The industry in 2021 directly employed nearly 568,000 people in Michigan who were paid nearly $46 billion in wages and salaries, according to annual data from a trio of health care organizations.

Health care indirectly supported another 470,000 positions that paid $27.7 billion, lifting the industry’s overall economic effects in Michigan to 1.03 million jobs and $73.6 billion in wages and salaries.

That equates to nearly one in five jobs in Michigan tied directly or indirectly to health care as of 2021.

Of the people that the industry directly employed, 219,000 worked at hospitals, according to the data from the Michigan Health & Hospital Association, Michigan State Medical Society, and Michigan Osteopathic Association.

“Hospitals and health care continued to be a critical part of the economic vibrancy of the state in addition to the work we do taking care of people,” said MHA Chief Executive Officer Brian Peters.

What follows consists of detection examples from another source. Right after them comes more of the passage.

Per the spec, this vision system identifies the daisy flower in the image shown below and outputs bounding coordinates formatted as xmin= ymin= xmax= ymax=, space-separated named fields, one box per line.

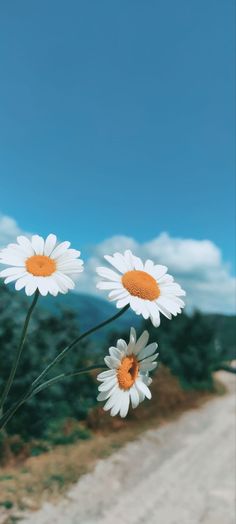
xmin=97 ymin=328 xmax=158 ymax=417
xmin=96 ymin=250 xmax=185 ymax=327
xmin=0 ymin=234 xmax=83 ymax=296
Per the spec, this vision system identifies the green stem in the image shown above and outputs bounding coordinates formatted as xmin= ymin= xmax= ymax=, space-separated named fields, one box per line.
xmin=0 ymin=290 xmax=39 ymax=413
xmin=0 ymin=305 xmax=129 ymax=430
xmin=0 ymin=364 xmax=106 ymax=431
xmin=32 ymin=305 xmax=129 ymax=387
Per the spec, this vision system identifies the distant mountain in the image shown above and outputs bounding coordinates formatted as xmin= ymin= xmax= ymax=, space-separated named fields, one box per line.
xmin=40 ymin=293 xmax=140 ymax=339
xmin=205 ymin=314 xmax=236 ymax=360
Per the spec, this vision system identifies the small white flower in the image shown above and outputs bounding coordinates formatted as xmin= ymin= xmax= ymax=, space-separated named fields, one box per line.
xmin=96 ymin=250 xmax=185 ymax=327
xmin=97 ymin=328 xmax=158 ymax=417
xmin=0 ymin=234 xmax=83 ymax=296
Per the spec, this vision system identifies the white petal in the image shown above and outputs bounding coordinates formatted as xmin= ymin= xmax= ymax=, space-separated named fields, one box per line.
xmin=98 ymin=376 xmax=117 ymax=391
xmin=138 ymin=342 xmax=157 ymax=360
xmin=104 ymin=356 xmax=120 ymax=369
xmin=130 ymin=386 xmax=139 ymax=409
xmin=51 ymin=241 xmax=70 ymax=260
xmin=97 ymin=369 xmax=116 ymax=381
xmin=15 ymin=273 xmax=31 ymax=291
xmin=140 ymin=360 xmax=157 ymax=373
xmin=120 ymin=391 xmax=129 ymax=418
xmin=116 ymin=338 xmax=127 ymax=353
xmin=109 ymin=346 xmax=122 ymax=360
xmin=97 ymin=282 xmax=124 ymax=289
xmin=25 ymin=277 xmax=37 ymax=297
xmin=116 ymin=297 xmax=129 ymax=309
xmin=31 ymin=235 xmax=44 ymax=255
xmin=44 ymin=234 xmax=57 ymax=257
xmin=135 ymin=380 xmax=152 ymax=400
xmin=135 ymin=330 xmax=149 ymax=355
xmin=0 ymin=267 xmax=25 ymax=278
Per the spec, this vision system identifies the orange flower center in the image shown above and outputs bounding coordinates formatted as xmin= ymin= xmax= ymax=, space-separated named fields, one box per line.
xmin=122 ymin=269 xmax=160 ymax=300
xmin=117 ymin=355 xmax=139 ymax=389
xmin=26 ymin=255 xmax=56 ymax=277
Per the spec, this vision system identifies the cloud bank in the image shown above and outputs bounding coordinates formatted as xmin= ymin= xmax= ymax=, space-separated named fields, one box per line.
xmin=0 ymin=216 xmax=236 ymax=314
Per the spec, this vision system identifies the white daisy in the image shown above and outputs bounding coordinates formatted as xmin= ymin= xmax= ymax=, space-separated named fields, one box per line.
xmin=0 ymin=235 xmax=83 ymax=296
xmin=97 ymin=328 xmax=158 ymax=417
xmin=96 ymin=250 xmax=185 ymax=327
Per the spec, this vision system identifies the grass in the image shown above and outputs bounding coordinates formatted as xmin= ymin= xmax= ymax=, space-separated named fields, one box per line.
xmin=0 ymin=368 xmax=223 ymax=522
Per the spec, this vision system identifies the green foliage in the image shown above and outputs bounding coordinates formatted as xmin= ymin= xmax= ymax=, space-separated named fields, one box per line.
xmin=146 ymin=312 xmax=234 ymax=389
xmin=0 ymin=286 xmax=97 ymax=440
xmin=0 ymin=285 xmax=235 ymax=446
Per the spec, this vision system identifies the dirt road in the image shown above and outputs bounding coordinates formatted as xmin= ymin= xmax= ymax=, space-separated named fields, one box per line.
xmin=22 ymin=375 xmax=236 ymax=524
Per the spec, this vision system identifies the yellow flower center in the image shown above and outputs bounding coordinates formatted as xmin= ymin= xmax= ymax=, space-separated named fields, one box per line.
xmin=122 ymin=269 xmax=160 ymax=300
xmin=117 ymin=355 xmax=139 ymax=389
xmin=25 ymin=255 xmax=56 ymax=277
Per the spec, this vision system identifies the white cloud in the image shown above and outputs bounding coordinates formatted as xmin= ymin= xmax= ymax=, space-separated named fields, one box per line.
xmin=78 ymin=233 xmax=236 ymax=313
xmin=0 ymin=215 xmax=236 ymax=313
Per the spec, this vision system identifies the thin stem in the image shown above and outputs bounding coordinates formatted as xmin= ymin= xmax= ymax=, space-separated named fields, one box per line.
xmin=0 ymin=364 xmax=106 ymax=431
xmin=28 ymin=364 xmax=107 ymax=398
xmin=0 ymin=290 xmax=39 ymax=413
xmin=32 ymin=305 xmax=129 ymax=387
xmin=0 ymin=305 xmax=129 ymax=430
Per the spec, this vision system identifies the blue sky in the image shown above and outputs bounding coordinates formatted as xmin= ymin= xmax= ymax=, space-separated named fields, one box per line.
xmin=0 ymin=0 xmax=235 ymax=312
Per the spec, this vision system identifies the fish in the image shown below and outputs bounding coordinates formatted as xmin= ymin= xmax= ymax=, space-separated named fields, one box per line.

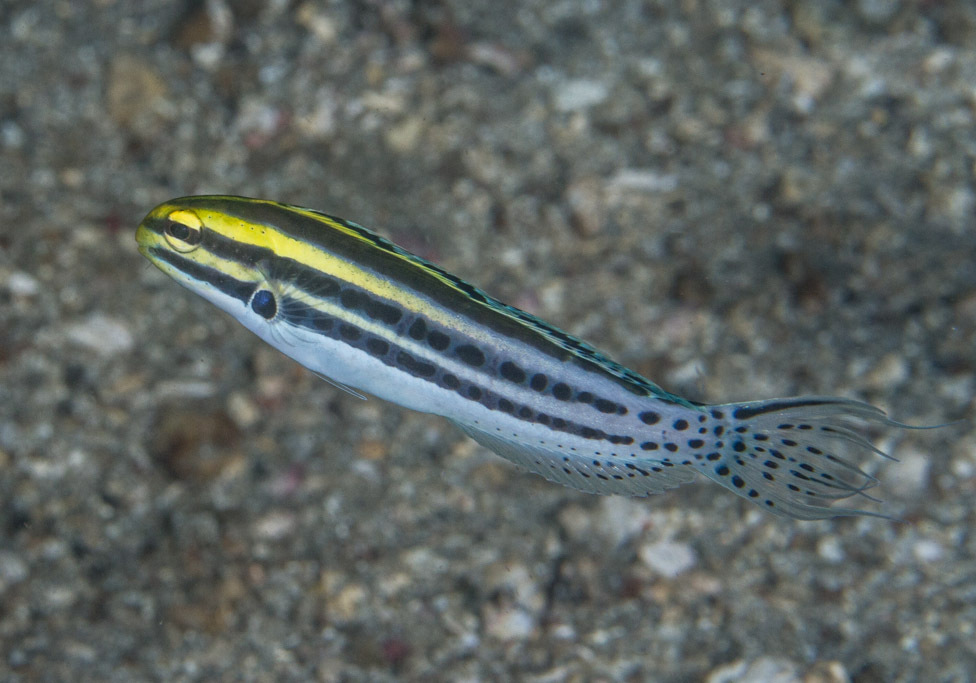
xmin=136 ymin=195 xmax=906 ymax=520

The MHA teams with the Medical Society and the Osteopathic Association to issue the annual economic impact report that takes into account positions at hospitals, nursing homes, physician practices, and other settings. The data for direct jobs includes clinical, administrative, and support positions in health care.

The report’s 2023 version noted a decline of about 4,000 direct jobs as hospitals and other care providers cut positions in response to tightening finances in the pandemic and as workers, particularly nurses, left their jobs. Citing concerns over stress levels, some caregivers left their jobs to go into other sectors or settings or opted to retire early.